The events caused panic throughout the sector, landing a massive blow to the Frog Nation, the group of projects overseen by Sestagalli, which were all inextricably linked to Patryn. What’s more, Sifu was in charge of Wonderland’s massive treasury holdings, and investors in the project were, understandably, none too pleased given Sifu’s past.
Tokens for Wonderland and associated projects like Popsicle Finance and Abracadabra all collapsed. For those on the outside, it may have been hard to feel sympathy for investors who invested in a project called “Abracadabra.” But for those holding bags, it was brutal.
We’re talking Lehman Brothers collapse-type fear levels here.
Wonderland then launched a vote to remove Sifu from his position as treasurer, then another vote to wind down the project entirely. Tons of similar proposals emerged on the voting platform Snapshot, all with conflicting outcomes.
And once the “official” vote concluded, and the community voted to continue moving forward, Sestagalli announced on January 30 that the project would be shutting down.
Just 14 hours later, enough had happened behind the scenes for Sestagalli to reverse course. He tweeted that “a lot of great people reached out to help Wonderland move ahead stronger than ever.”

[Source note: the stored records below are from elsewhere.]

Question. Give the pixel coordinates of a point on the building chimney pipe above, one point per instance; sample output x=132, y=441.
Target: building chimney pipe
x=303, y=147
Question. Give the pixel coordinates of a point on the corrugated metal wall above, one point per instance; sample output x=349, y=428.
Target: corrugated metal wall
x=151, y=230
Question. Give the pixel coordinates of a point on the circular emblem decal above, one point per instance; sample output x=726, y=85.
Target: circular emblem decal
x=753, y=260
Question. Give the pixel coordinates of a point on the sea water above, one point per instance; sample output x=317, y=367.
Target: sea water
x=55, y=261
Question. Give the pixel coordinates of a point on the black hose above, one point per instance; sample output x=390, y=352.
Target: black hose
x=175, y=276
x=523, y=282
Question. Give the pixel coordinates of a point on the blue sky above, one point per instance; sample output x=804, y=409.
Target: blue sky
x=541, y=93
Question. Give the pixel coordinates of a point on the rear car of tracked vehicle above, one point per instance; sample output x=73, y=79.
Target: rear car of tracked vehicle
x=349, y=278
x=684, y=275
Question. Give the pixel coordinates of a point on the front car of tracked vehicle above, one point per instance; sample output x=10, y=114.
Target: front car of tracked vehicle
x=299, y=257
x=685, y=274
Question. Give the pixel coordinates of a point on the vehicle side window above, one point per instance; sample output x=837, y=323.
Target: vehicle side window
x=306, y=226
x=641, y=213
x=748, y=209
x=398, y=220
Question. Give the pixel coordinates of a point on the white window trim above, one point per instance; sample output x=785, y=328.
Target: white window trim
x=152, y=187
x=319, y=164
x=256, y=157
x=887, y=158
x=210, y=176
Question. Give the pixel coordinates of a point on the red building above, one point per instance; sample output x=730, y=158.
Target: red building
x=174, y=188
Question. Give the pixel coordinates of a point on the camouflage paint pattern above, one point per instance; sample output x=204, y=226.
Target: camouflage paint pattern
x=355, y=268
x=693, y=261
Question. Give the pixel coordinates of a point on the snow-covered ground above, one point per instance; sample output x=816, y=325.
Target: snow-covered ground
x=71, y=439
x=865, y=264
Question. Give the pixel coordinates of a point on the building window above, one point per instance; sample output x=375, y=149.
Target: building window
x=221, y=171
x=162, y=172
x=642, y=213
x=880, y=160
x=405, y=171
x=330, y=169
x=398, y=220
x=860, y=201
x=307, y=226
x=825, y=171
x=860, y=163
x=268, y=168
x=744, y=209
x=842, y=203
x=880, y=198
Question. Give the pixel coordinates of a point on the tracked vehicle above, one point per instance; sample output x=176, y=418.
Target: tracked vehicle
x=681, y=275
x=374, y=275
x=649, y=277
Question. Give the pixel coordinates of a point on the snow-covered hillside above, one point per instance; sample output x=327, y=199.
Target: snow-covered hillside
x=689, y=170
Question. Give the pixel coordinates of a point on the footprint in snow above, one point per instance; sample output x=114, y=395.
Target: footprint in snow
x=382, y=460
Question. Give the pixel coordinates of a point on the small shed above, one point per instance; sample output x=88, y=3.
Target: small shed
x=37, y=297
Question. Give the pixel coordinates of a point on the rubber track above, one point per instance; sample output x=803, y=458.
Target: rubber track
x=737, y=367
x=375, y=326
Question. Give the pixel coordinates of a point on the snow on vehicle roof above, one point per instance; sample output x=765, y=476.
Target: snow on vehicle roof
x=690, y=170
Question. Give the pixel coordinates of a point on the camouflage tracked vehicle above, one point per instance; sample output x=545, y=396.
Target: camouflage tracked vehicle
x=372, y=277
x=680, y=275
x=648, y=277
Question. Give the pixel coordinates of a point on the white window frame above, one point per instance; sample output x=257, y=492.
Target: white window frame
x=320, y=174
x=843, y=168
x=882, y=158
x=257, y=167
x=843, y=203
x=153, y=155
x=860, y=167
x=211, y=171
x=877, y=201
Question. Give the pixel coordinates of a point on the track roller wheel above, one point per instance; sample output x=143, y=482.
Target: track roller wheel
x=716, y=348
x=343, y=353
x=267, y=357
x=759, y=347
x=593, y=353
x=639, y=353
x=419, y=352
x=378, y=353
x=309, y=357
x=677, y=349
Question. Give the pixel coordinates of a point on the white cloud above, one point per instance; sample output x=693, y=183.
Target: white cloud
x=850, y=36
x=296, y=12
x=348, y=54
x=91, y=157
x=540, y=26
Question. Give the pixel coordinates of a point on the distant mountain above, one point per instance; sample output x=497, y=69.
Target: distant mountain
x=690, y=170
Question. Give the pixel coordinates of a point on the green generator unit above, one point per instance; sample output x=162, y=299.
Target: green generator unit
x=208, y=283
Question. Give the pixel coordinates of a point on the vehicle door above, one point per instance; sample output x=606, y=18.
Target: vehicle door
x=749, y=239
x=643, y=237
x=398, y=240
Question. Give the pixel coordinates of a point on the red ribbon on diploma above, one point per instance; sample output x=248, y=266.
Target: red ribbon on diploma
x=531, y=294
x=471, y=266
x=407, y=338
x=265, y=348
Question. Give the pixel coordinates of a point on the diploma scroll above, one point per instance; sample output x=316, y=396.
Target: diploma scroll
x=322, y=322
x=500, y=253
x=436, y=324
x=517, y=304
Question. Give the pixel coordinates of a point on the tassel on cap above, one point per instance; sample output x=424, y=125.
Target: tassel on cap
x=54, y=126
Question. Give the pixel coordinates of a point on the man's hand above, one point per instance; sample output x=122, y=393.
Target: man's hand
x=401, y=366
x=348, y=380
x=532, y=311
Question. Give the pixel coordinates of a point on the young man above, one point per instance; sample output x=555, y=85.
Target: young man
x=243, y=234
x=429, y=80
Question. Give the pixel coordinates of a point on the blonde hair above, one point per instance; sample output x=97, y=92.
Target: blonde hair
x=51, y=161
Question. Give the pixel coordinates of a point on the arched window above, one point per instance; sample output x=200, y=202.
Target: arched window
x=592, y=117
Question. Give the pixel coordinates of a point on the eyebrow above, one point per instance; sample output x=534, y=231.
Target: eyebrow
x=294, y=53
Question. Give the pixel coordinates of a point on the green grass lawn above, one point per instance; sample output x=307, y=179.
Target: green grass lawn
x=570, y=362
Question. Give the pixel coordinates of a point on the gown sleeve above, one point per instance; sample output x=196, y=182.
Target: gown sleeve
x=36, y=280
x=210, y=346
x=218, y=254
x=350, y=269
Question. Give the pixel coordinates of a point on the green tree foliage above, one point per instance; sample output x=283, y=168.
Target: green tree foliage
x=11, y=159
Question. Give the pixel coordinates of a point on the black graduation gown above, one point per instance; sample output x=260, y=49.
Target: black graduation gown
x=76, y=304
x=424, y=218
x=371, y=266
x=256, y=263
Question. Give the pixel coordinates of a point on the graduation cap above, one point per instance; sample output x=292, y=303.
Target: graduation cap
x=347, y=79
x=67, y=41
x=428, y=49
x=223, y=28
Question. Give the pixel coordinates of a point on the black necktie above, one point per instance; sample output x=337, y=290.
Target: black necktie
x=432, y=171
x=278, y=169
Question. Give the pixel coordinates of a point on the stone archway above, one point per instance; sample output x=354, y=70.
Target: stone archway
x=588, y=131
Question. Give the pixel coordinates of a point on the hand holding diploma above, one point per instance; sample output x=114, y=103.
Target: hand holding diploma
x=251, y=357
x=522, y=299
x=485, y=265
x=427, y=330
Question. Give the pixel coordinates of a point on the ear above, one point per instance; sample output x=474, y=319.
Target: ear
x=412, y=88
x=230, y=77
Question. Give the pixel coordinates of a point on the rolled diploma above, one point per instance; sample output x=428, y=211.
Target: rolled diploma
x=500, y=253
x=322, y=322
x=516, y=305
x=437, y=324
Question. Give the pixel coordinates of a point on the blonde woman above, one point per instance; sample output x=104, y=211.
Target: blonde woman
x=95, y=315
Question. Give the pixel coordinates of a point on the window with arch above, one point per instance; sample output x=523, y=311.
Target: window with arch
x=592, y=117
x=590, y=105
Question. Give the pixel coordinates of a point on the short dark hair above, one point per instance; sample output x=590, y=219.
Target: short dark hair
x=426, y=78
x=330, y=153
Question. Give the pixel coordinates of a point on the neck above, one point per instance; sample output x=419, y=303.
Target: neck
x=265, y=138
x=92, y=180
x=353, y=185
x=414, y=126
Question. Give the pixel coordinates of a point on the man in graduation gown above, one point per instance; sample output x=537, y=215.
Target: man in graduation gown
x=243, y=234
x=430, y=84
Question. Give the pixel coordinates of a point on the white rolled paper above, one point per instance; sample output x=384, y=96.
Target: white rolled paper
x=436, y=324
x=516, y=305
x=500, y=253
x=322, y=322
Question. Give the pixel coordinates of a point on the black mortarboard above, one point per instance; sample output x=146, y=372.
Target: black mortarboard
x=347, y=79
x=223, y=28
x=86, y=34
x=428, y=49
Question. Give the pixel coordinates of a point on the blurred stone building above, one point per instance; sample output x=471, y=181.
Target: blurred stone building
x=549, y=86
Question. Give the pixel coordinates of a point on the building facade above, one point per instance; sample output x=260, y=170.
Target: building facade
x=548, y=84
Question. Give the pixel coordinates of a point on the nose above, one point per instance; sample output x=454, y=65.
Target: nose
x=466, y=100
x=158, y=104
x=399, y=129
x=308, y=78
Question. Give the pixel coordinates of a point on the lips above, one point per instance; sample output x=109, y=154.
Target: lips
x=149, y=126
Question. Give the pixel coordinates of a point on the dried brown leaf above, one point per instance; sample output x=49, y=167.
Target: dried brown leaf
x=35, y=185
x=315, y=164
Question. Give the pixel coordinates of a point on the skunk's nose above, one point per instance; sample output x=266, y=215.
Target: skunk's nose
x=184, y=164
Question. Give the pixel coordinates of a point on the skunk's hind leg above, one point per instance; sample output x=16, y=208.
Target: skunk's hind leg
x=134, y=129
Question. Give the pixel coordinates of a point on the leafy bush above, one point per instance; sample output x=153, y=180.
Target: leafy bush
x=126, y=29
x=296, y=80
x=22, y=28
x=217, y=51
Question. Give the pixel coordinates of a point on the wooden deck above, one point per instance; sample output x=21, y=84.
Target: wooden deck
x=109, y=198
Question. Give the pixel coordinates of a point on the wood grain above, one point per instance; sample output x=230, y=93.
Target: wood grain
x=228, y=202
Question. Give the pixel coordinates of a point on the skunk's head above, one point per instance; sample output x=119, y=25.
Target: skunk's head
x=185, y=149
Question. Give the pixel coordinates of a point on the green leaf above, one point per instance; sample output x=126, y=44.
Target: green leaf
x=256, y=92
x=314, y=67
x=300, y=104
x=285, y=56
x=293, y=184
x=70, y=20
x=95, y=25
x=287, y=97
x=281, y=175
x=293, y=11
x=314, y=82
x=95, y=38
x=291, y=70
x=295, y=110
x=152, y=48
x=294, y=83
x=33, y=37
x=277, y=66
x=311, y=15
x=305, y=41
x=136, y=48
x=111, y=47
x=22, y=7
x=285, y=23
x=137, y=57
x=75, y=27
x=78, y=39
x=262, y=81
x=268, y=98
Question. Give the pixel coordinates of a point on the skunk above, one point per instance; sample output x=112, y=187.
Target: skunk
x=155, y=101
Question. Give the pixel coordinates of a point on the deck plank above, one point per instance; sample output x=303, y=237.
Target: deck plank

Shortly after, Sestagalli told the Wonderland community in Discord that the “DAO is gonna be managed now by me Directly. The circus needs to stop now and we need to gather with serious proposals and structure to move forward.”
And that’s sort of where things stand now: Wonderland lives on.
Most notably, Sifu/Patryn began moving blocks of 100 ETH through the privacy mixer Tornado Cash on February 1. Elsewhere, the CEO of Wintermute, a market maker in DeFi, reported that the wallet connected to Sifu/Patryn reports a “low risk” flag when pushed through a commercial service like Chainalysis or Elliptic. This means that from a KYC and AML point of view, these analytics services don’t consider this particular wallet as doing anything shady.
It’s quite a messy situation, but isn't the first DeFi has seen, and won't be the last. The situation raises questions about your favorite DeFi personalities—the humans behind their Discord usernames and Twitter avatars—and who holds the power at the popular "decentralized" organizations.
And Sifu/Patryn himself raised one such question on Wednesday: “When did we start demanding background checks in DeFi?”